O responsável esclareceu que o MAA não dá apoio individual para agricultores dentro da sua parcela.

“Desde o ano passado, temos na zona de Cova plantas frutíferas, não entendo o porquê de os agricultores estarem a reclamar porque ninguém procurou o ministério nem para as buscar e nem sequer comprá-las”, frisou, acrescentando que "o agricultor tem que investir dentro da sua parcela e ser mais empreendedor".

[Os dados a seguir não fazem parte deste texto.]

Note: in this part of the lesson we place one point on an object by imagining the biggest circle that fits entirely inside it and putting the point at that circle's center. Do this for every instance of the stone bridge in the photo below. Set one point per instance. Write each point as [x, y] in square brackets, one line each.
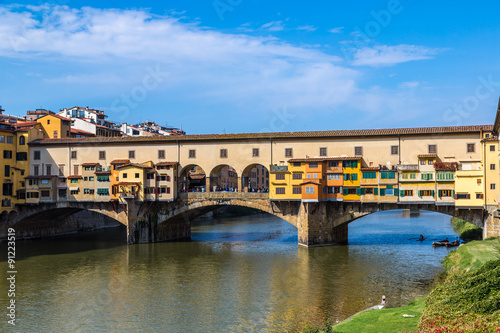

"Se for assim, o MAA está disposto a ajudá-los em tudo o que for possível para terem sucesso”, pontuou Orlando Delgado.

O delegado do MAA explicou que alguns investimentos feitos dentro das parcelas individuais são realizados através de projectos elaborados com as associações, num sistema em que “o agricultor paga e este montante vai para um fundo de reutilização comunitário que, depois, a associação utiliza para fazer outras acções na comunidade”, esclareceu.

A mesma fonte disse estranhar que os camponeses reclamem de que não têm apoio técnico no concelho da Ribeira Grande.

“Quem faz a ponte entre os técnicos e o agricultor é o extensionista e garanto que temos extensionistas em todas as zonas”, disse Orlando Jesus Delgado, alertando que “não só o extensionista tem que se dirigir ao agricultor para ver o que este precisa, mas é necessário que o lavrador procure o extensionista para que este vá ver qual a sua carência”.

Quanto à qualidade das sementes, o responsável explicou que o ministério compra espécies locais e faz testes de germinação.

"Este ano, vamos vender as sementes, por um terço do preço de compra, como forma de ajudar os agricultores mais carenciados das zonas de sequeiro", prometeu.

Segundo Orlando Delgado, serão vendidas sementes de milho, feijão congo, sapatinha, feijão pedra e bongolon.

Em relação à rega gota-a-gota, Orlando Delgado explicou que o concelho da Ribeira Grande já tem a maior parte do sistema instalada e adiantou que a ideia é que dentro de um ou dois anos todos os furos e poços tenham sistemas de energia solar instalados.